Perhaps a better way to measure the determinateness of a set of functions is to fix a proposition and measure the difference between the highest and lowest probabilities assigned by functions in the set. (The reason I want to fix the proposition first is that I’m pretty sure that for any two distinct probability functions, you can probably find a proposition that one assigns probability 1 and the other assigns probability 0 – at least, if one considers conditional probabilities as well as unconditional ones.)

Now if we consider this “spread” on any particular proposition as the measure of indeterminateness of a set of probability functions, we might not ever need to eliminate any of the functions in order to increase determinateness as we update. I haven’t reviewed the limit theorems for bayesian updating, but I think they say that any two probability functions, with probability 1, will eventually converge (in probability?) to the truth, given reasonable evidence. This eventual pairwise convergence certainly doesn’t guarantee eventual convergence of an entire infinite set (after all, starting with the complete set of all functions, each of the updated versions will have maximal spread after any set of data that doesn’t logically entail the proposition in question).

However, if the initial set of probability functions has some bounded spread on a suitably large class of propositions, I conjecture that this spread will gradually decrease as they conditionalize on the same evidence, with no need to drop any functions.

Of course, there may be other reasons to drop functions, for instance to model the fact that E can cause us to believe P even if we don’t antecedently believe E->P.

2. Brian Weatherson says:

I’m not sure that we need a measure of determinacy in order to say that one credal state is more determinate than another.
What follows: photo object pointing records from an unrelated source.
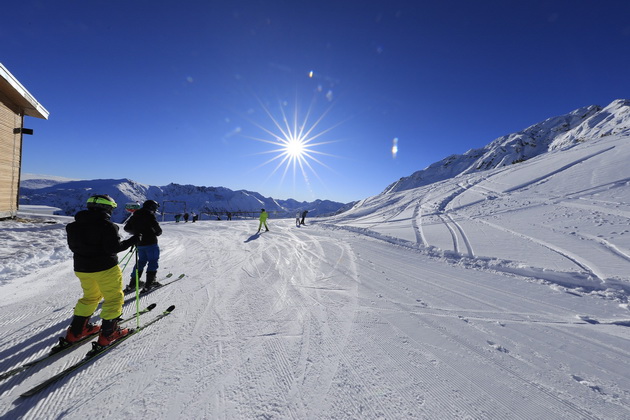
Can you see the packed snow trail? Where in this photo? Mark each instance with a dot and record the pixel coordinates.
(316, 322)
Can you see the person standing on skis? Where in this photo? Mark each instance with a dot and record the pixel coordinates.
(95, 244)
(263, 220)
(144, 223)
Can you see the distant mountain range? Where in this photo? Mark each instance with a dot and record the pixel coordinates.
(550, 135)
(209, 202)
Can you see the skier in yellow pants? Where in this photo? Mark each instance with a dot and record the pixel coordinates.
(263, 220)
(95, 244)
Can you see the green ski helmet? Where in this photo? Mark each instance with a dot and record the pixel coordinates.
(102, 201)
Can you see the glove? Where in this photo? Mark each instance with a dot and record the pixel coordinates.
(133, 241)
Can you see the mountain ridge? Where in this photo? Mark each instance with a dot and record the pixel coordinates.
(213, 202)
(552, 134)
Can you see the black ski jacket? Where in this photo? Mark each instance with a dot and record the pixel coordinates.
(144, 222)
(94, 241)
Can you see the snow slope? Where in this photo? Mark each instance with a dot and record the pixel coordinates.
(494, 295)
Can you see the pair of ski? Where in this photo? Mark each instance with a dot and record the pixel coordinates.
(64, 347)
(96, 352)
(162, 284)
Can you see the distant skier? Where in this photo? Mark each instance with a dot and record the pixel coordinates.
(95, 244)
(263, 220)
(145, 223)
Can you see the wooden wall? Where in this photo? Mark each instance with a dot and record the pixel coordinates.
(10, 157)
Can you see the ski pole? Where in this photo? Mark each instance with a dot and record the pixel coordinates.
(126, 257)
(137, 292)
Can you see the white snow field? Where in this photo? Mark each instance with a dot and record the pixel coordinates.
(495, 295)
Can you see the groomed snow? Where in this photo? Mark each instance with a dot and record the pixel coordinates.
(495, 295)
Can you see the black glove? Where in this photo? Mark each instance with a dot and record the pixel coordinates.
(133, 241)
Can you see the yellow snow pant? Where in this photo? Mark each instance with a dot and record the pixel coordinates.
(106, 285)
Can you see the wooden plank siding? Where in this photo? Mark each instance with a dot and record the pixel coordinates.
(10, 157)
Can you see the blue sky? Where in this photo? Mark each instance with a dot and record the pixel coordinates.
(188, 91)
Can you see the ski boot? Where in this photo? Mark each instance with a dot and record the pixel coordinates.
(131, 287)
(151, 282)
(111, 332)
(80, 327)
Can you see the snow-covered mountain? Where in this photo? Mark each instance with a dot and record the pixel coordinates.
(497, 294)
(211, 202)
(554, 133)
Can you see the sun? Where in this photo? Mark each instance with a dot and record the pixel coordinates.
(295, 148)
(296, 139)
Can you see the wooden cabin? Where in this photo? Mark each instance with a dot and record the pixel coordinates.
(15, 103)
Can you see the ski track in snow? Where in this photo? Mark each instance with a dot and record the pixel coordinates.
(309, 323)
(433, 303)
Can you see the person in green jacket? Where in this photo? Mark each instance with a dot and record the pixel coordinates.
(263, 220)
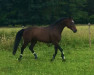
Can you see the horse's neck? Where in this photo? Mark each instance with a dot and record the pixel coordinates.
(60, 27)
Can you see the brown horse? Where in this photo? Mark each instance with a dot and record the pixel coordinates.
(49, 34)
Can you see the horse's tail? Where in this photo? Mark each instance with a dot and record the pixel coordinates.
(17, 40)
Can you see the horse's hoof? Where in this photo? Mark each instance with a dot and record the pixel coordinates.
(63, 60)
(13, 53)
(19, 59)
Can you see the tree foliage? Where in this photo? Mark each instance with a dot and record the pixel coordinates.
(45, 11)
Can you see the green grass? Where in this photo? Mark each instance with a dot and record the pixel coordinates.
(79, 57)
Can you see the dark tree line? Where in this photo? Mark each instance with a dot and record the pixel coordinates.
(45, 11)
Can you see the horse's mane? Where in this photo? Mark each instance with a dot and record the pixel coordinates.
(58, 21)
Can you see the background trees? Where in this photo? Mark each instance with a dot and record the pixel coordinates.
(44, 11)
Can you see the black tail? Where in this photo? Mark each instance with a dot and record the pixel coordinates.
(17, 40)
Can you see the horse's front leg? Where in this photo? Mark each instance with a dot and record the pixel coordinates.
(54, 55)
(62, 53)
(22, 49)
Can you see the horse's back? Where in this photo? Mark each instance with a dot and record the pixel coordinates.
(37, 33)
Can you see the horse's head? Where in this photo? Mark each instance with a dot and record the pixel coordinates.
(69, 22)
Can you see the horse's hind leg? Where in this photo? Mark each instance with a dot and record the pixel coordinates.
(54, 55)
(31, 48)
(22, 49)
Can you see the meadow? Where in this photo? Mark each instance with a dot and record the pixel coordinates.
(79, 57)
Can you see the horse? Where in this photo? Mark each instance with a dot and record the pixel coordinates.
(48, 34)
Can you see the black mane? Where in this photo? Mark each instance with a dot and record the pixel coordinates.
(58, 21)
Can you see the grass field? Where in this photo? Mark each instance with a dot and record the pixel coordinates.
(79, 57)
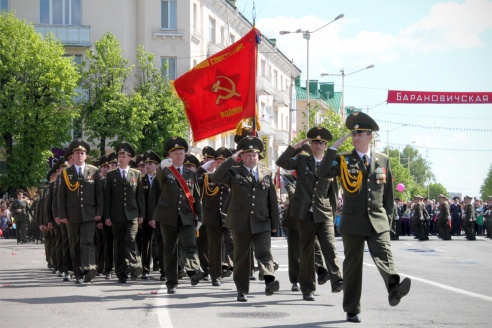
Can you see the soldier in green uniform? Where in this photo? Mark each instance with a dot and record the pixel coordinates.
(20, 209)
(80, 203)
(252, 214)
(469, 219)
(178, 210)
(124, 210)
(214, 198)
(316, 201)
(367, 203)
(444, 217)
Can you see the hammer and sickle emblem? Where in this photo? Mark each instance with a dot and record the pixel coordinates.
(230, 91)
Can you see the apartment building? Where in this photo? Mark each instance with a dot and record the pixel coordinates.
(180, 33)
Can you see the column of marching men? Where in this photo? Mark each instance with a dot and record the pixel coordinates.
(122, 219)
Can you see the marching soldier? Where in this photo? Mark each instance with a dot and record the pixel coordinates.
(316, 202)
(179, 214)
(124, 209)
(214, 198)
(80, 204)
(468, 221)
(367, 203)
(252, 214)
(444, 217)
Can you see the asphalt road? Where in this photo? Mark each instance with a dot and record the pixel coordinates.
(451, 286)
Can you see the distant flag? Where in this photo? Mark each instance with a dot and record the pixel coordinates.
(221, 90)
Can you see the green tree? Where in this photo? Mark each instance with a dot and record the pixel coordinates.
(165, 109)
(486, 188)
(435, 189)
(37, 86)
(328, 119)
(109, 113)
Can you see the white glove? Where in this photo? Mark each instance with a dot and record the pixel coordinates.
(207, 166)
(167, 162)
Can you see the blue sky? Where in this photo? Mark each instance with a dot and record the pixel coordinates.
(415, 45)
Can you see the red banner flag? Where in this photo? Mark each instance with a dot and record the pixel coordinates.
(436, 97)
(221, 90)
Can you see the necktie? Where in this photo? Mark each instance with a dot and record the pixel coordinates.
(366, 161)
(252, 175)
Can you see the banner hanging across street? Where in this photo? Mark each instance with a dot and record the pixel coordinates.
(437, 97)
(221, 90)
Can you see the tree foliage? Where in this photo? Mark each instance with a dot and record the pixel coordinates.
(108, 111)
(165, 109)
(37, 86)
(486, 188)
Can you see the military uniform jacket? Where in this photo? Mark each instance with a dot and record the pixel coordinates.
(172, 202)
(123, 199)
(420, 213)
(253, 207)
(85, 202)
(23, 214)
(370, 207)
(443, 212)
(213, 204)
(469, 213)
(313, 192)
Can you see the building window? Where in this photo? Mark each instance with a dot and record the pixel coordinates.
(4, 5)
(168, 67)
(212, 32)
(168, 14)
(60, 12)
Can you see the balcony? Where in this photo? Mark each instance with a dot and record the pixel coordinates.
(281, 99)
(69, 35)
(264, 86)
(281, 138)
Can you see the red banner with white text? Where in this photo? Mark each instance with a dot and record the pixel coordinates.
(437, 97)
(221, 90)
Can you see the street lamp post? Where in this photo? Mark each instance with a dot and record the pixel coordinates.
(387, 137)
(342, 105)
(307, 35)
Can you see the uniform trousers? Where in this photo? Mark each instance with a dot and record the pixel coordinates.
(442, 227)
(108, 241)
(126, 251)
(186, 236)
(66, 263)
(308, 231)
(147, 233)
(242, 263)
(379, 248)
(218, 236)
(82, 250)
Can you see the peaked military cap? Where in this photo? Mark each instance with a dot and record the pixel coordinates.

I was simply taking it as a premise that if S1 is a subset of S2, then a credal state modelled by S1 is more determinate than S2. I don’t think that commits me to the existence of a measure of determinacy – largely because I don’t think that commits me to ‘more determinate than’ being a linear order. This could be wrong though, I certainly haven’t worked through the details in any depth.

Now there is one complication here, namely that contracting and conditionalising in general won’t result in a set that’s a subset of the original. But it can be broken down into two parts, namely contraction and conditionalisation, and the first of these seems to be a way to get to a more determinate state.